Summary
holding that a 10% restriction of extension and/or rotation of the cervical spine is not a type 7 injury and summary judgment is granted
Summary of this case from Scotto v. MoraldoOpinion
October 27, 1998
Appeal from the Supreme Court, New York County (Barbara Kapnick, J.).
The physician's affirmation stating summarily that the three plaintiffs all suffered from permanent disability of the cervical spine was insufficient to raise a triable issue as to whether plaintiffs had in fact sustained permanent loss of use or permanent consequential limitation of use of a body organ, member or function within the meaning of Insurance Law § 5102 (d) ( see, Lopez v. Senatore, 65 N.Y.2d 1017).

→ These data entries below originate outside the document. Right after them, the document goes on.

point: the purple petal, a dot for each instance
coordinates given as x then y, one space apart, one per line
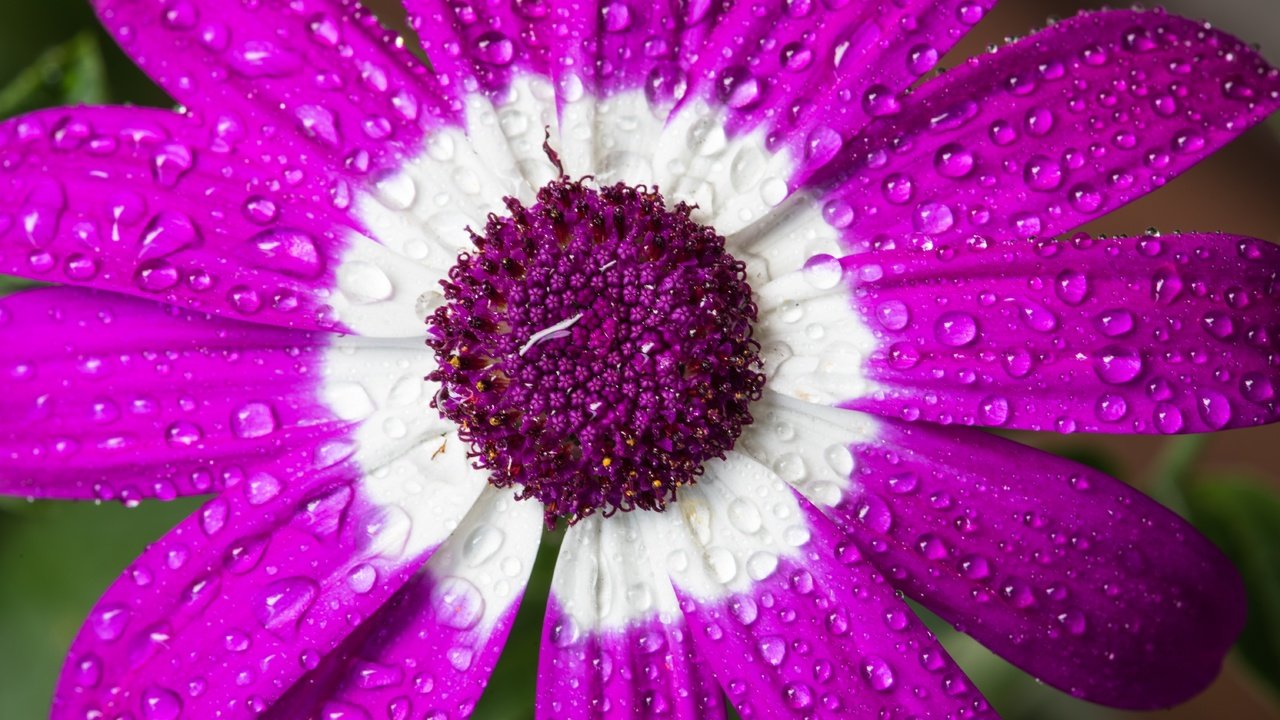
814 76
1151 335
329 80
154 204
1065 572
433 646
613 641
483 45
225 613
110 397
791 619
1050 132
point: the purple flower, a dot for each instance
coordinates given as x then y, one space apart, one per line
772 228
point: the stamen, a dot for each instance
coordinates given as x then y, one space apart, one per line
652 369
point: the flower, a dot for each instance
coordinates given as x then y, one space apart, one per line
630 229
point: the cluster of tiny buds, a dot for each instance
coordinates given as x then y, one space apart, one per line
595 349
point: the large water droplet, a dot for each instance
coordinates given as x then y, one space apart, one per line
282 604
955 328
1118 364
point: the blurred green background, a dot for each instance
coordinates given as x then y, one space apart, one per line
56 557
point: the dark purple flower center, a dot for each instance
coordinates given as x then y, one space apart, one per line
597 349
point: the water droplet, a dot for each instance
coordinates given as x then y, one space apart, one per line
318 122
361 578
1118 364
737 87
109 620
1217 324
494 48
282 604
954 160
170 163
263 487
877 673
159 703
1111 408
892 314
933 218
880 101
955 328
263 58
796 57
167 233
1214 408
1168 418
616 16
364 282
993 410
246 554
457 602
254 420
183 434
1257 387
1042 173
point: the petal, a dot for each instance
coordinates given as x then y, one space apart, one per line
114 397
227 611
433 646
483 46
329 80
613 641
150 203
1068 573
790 618
1050 132
119 399
814 74
1166 335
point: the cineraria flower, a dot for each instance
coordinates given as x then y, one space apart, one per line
703 281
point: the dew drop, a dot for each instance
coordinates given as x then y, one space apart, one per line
282 604
955 328
1118 364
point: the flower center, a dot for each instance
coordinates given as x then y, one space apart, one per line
595 349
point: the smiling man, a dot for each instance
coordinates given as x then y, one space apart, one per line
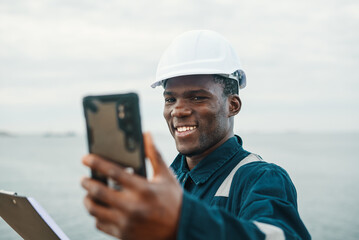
222 191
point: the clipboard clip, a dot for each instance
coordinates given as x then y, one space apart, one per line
8 192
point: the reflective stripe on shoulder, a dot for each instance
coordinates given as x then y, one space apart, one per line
223 190
271 232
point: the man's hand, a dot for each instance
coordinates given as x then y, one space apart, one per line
143 209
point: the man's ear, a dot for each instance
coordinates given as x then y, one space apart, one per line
234 105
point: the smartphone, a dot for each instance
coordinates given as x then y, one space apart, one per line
114 132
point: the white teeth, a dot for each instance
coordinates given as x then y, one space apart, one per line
183 129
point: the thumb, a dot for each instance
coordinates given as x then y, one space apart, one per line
159 166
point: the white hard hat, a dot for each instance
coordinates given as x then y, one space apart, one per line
199 52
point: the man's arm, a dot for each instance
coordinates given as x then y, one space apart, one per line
159 209
143 209
264 207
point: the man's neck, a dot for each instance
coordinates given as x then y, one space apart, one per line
194 160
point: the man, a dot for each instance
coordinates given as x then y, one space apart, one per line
223 191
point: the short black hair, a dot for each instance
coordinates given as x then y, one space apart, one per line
230 86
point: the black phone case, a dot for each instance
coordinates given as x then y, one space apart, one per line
114 130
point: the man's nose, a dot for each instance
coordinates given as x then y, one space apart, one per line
181 109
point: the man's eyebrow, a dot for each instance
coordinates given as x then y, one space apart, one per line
186 93
167 93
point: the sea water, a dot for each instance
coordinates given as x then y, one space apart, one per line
324 168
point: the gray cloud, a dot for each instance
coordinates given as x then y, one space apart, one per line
301 58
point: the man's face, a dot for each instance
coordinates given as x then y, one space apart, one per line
196 113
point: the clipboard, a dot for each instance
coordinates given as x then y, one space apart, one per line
26 216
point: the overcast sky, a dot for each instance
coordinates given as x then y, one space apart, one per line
301 59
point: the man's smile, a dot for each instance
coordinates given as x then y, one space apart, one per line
185 130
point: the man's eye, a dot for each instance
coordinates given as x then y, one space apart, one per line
170 100
198 98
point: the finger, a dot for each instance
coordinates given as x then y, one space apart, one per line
100 192
114 171
159 166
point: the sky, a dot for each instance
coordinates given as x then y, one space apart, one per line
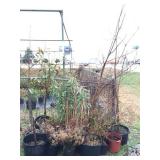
89 23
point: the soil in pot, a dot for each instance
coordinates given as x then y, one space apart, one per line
69 149
87 150
21 101
41 118
104 148
40 149
53 150
123 130
114 139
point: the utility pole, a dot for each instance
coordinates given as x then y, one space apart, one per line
61 13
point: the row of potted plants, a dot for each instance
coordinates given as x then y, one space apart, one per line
75 128
52 140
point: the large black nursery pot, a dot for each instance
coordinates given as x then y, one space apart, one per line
69 149
104 148
40 149
53 149
123 130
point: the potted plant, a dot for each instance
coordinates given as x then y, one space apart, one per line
33 99
35 143
123 130
114 140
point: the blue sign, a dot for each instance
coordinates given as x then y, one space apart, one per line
67 49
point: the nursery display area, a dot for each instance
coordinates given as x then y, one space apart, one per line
76 111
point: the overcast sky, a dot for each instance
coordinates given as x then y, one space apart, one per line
89 23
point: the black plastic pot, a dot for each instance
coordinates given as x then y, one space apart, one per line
123 130
104 148
53 150
21 101
35 150
86 150
69 149
41 118
33 104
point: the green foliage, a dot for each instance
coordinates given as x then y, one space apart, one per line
70 97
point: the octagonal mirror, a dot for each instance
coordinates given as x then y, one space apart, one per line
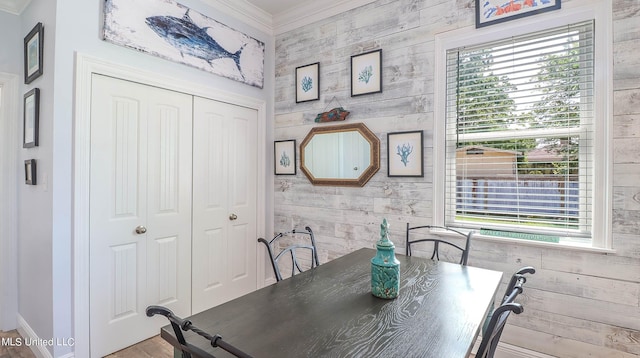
343 155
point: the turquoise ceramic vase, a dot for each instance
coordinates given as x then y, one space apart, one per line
385 268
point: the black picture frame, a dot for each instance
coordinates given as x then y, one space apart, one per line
284 155
30 172
308 83
366 73
405 156
490 12
31 118
33 48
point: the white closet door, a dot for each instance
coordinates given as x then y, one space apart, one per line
141 164
224 202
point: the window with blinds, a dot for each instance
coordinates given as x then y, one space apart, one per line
519 135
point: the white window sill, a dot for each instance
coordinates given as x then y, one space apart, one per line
550 245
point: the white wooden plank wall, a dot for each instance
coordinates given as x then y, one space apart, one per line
578 304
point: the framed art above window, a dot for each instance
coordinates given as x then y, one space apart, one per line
33 47
489 12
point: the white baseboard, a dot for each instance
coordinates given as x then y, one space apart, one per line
506 350
39 350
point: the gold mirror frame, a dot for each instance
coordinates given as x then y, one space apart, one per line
369 136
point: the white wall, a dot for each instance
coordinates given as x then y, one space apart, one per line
35 260
10 79
578 304
45 210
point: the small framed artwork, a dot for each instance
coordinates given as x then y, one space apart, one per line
489 12
308 82
30 172
404 154
285 157
366 73
31 118
33 46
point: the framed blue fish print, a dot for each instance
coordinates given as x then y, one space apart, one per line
489 12
308 83
366 73
33 47
172 31
404 154
285 157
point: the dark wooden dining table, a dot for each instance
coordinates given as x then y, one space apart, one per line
329 311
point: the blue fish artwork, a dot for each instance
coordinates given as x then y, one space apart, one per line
188 38
167 29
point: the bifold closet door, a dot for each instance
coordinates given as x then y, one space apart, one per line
224 202
140 203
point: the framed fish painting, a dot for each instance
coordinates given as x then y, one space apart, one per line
308 83
285 157
404 154
489 12
366 73
167 29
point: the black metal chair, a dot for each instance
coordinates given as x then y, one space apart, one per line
490 340
437 241
188 349
277 249
496 319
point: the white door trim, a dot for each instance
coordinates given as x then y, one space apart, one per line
9 115
86 66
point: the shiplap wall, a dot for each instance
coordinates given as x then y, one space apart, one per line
578 304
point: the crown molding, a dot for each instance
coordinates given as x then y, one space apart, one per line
14 7
245 12
304 14
310 12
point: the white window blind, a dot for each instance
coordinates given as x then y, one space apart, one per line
519 134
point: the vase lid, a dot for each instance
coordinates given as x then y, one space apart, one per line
384 242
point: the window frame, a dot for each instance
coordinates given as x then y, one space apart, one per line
600 11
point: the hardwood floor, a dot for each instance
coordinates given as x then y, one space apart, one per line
154 347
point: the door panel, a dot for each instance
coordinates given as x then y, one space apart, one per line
140 177
224 199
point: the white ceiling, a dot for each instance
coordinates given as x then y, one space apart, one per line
277 7
270 16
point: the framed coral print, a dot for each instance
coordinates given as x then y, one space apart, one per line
33 46
404 154
308 82
285 157
30 172
366 73
31 118
489 12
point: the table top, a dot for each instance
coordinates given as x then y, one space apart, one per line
330 312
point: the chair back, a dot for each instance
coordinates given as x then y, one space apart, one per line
491 338
413 230
304 245
189 350
514 288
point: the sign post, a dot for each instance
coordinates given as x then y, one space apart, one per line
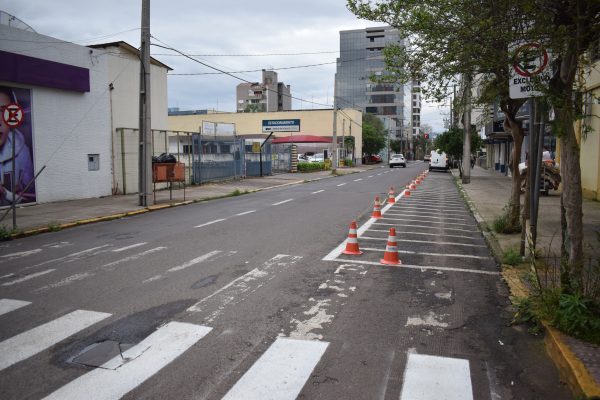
530 73
13 116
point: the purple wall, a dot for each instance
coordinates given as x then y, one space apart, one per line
17 68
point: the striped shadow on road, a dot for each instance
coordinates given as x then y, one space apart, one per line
280 373
8 305
124 373
27 344
434 378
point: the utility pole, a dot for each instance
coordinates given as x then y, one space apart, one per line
466 163
145 134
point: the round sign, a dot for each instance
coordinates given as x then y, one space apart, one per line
13 115
530 59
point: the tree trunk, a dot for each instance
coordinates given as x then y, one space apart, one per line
572 198
514 206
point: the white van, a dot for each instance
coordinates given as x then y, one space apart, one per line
439 160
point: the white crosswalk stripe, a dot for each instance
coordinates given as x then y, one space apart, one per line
281 371
8 305
120 375
27 344
434 378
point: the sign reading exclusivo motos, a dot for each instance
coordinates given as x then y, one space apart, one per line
530 70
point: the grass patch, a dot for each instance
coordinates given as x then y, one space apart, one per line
511 257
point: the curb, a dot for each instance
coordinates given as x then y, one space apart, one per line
569 367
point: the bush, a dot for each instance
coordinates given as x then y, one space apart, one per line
310 167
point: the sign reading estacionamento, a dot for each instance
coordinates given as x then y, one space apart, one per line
281 125
530 70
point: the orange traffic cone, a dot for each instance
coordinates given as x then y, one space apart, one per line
390 257
376 209
352 241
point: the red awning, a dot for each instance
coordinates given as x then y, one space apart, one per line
303 139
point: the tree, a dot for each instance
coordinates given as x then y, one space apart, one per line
569 29
373 134
445 39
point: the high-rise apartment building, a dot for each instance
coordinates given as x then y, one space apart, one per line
361 57
266 96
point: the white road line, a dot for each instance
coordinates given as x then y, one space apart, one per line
210 223
433 378
121 375
21 254
281 372
427 241
282 202
133 257
27 277
421 267
429 222
424 216
195 261
427 227
245 213
27 344
418 253
429 234
133 246
67 281
69 257
8 305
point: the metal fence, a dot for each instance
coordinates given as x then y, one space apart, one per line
206 157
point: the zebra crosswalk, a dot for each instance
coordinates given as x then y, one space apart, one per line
281 372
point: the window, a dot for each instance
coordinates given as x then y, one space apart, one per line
93 162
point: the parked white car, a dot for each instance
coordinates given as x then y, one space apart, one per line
397 160
439 160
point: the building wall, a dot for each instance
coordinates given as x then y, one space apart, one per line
67 125
124 73
360 58
590 142
312 122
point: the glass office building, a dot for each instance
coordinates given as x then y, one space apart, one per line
360 58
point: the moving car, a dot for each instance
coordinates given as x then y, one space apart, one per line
439 160
397 160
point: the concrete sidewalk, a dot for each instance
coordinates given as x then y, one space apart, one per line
487 194
59 215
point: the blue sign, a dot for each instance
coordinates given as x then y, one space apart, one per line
281 125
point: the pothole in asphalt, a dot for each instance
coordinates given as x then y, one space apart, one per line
209 280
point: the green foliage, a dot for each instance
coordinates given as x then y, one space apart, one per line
511 257
451 142
311 167
373 134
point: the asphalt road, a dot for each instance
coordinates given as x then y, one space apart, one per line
249 298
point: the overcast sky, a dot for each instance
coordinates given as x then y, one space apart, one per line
238 31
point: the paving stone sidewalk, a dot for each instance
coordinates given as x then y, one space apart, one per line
489 192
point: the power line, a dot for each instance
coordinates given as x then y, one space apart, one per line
167 47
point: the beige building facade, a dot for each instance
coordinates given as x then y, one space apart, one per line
312 122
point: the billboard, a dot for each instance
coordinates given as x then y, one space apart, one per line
281 125
22 137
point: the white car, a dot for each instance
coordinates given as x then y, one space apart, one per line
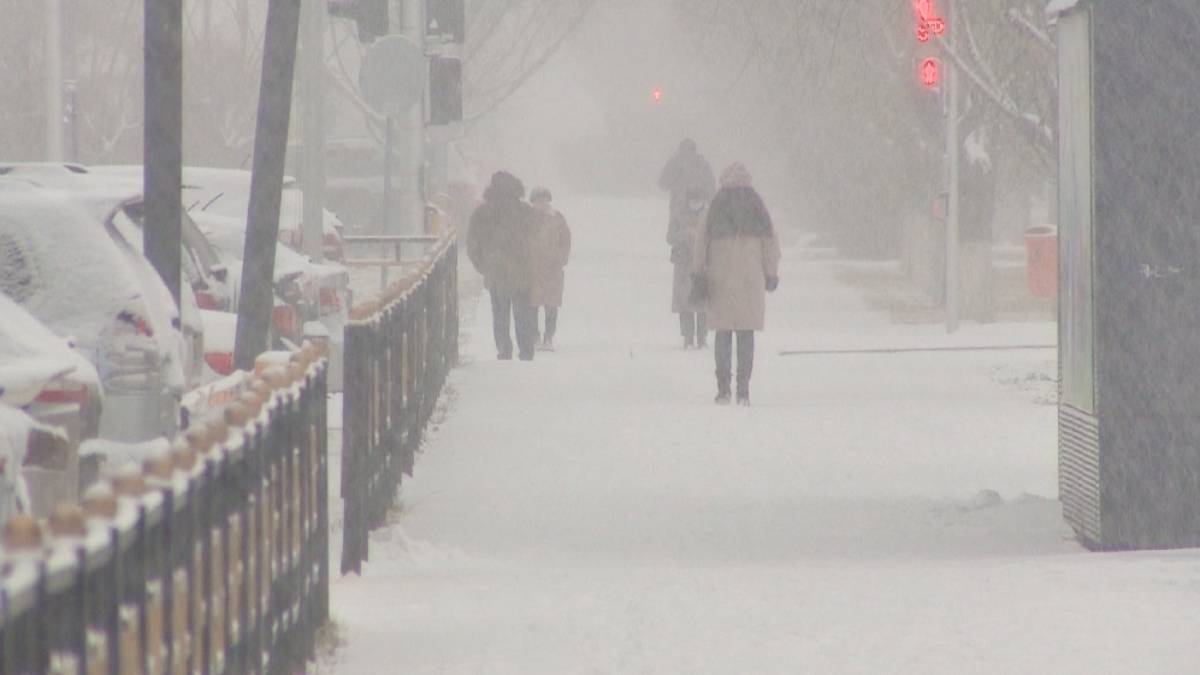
41 374
304 291
84 282
23 442
226 192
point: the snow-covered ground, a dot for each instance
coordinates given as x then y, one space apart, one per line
594 512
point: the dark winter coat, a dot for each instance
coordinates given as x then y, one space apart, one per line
688 171
499 237
682 238
737 250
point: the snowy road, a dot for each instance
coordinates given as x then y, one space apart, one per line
594 512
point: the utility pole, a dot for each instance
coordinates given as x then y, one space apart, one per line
54 151
267 180
953 150
315 129
412 198
163 139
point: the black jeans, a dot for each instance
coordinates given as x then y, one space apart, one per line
724 351
694 327
523 315
547 334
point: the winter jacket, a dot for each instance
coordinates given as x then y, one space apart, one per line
499 237
682 238
688 171
737 250
551 250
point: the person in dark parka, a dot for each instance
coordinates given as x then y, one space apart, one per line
498 244
687 173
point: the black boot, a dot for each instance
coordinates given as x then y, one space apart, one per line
745 365
724 357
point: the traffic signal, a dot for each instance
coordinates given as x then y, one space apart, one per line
447 18
445 90
930 72
371 16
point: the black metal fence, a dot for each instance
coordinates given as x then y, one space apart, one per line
210 560
399 352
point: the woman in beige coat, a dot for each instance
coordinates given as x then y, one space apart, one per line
737 262
550 250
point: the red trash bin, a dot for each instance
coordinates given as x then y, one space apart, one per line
1042 246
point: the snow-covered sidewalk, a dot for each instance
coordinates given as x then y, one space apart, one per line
594 512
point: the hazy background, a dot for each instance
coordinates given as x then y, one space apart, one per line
820 99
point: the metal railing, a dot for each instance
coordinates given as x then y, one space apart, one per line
210 560
399 351
383 243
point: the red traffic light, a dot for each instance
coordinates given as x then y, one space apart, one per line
928 22
930 73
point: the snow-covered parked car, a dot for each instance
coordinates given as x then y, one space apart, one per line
226 192
24 442
41 374
83 281
304 291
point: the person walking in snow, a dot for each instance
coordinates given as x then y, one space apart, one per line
682 238
498 244
551 250
736 263
687 172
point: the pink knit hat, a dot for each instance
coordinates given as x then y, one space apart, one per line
736 175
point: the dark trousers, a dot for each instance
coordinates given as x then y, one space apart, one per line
523 315
547 334
724 351
694 327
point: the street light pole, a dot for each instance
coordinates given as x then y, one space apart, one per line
313 232
162 145
54 150
412 202
267 180
953 149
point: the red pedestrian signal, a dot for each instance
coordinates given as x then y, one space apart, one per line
930 73
928 22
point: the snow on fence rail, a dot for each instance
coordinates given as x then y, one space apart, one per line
211 559
399 350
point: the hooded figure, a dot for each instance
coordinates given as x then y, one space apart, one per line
737 256
682 238
551 250
498 244
687 171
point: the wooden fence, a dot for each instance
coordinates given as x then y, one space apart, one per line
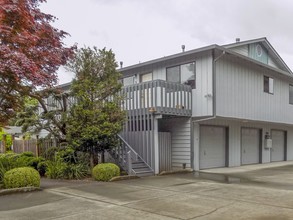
38 147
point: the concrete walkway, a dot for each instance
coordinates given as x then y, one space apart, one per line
184 196
247 168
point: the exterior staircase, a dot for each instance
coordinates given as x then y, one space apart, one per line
129 160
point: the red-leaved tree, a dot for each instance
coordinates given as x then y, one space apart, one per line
31 51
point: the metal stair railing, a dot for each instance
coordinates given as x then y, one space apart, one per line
126 155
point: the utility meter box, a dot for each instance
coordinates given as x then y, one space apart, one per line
268 143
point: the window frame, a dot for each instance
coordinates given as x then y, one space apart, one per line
268 84
180 77
291 99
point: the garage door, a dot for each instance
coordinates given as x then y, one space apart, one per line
278 149
212 147
250 146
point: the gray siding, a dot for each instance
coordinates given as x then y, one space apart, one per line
243 50
202 95
240 93
272 63
235 138
180 140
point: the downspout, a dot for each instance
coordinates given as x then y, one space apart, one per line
194 149
214 86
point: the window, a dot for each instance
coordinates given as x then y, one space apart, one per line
128 81
173 74
184 74
291 94
268 85
146 77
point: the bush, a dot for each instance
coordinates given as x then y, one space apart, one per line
42 168
58 169
21 177
105 171
55 169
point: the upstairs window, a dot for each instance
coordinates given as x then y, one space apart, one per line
291 94
127 81
268 85
184 74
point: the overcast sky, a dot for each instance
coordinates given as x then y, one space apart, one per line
142 30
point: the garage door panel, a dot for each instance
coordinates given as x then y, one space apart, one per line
278 149
212 147
249 146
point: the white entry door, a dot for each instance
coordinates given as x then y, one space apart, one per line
212 147
250 145
278 149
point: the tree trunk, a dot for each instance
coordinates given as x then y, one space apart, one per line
92 163
103 156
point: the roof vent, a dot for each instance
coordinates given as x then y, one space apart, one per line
183 47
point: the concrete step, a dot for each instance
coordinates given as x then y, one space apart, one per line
144 173
139 165
142 169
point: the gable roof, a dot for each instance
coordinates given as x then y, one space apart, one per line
271 51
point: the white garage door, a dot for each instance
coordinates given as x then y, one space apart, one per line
249 146
278 149
212 147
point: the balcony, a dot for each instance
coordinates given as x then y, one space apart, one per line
158 97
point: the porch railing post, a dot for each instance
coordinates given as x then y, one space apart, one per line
129 164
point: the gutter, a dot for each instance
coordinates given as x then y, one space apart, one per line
215 59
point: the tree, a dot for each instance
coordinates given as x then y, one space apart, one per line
96 117
47 111
31 51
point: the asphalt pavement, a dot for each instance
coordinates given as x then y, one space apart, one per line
263 192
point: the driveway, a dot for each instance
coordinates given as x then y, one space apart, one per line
251 194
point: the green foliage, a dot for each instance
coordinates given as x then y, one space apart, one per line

Nor was the other medical evidence adduced by plaintiffs sufficient to sustain their action in the face of defendant's prima facie meritorious summary judgment motion. Medical proof of "serious injury" offered respecting one of the plaintiffs was inadequate for its failure to specify the degree of limitation or restriction caused by the injury ( see, Stallone v. County of Suffolk, 209 A.D.2d 403) and was based upon an MRI examination performed more than a year-and-a-half earlier by a physician other than the affiant ( see, Friedman v. U-Haul Truck Rental, 216 A.D.2d 266). As to the two remaining plaintiffs, the 10 percent restriction of extension and/or rotation they claim to have suffered is not under the circumstances of this case of sufficient magnitude to qualify as a "significant" or "important" limitation of use ( see, Waldman v. Dong Kook Chang, 175 A.D.2d 204; Medina v. Zalmen Reis Assocs., 239 A.D.2d 394; compare, DiLeo v. Blumberg, 250 A.D.2d 364), or a permanent loss of use ( see, Hutchinson v. Beth Cab Corp., 204 A.D.2d 151) within the meaning of the statute. Plaintiffs' papers were also deficient for their failure to include affirmations from their treating physicians based upon examinations performed in the near aftermath of the accident; nor did plaintiffs provide information respecting the nature of the medical treatment they received for their injuries or explanation for the almost two-year gap between the accident and their physician's examination ( see, Medina v. Zalmen Reis Assocs., 239 A.D.2d, supra, at 395).
Concur — Sullivan, J. P., Rosenberger, Nardelli, Williams and Andrias, JJ.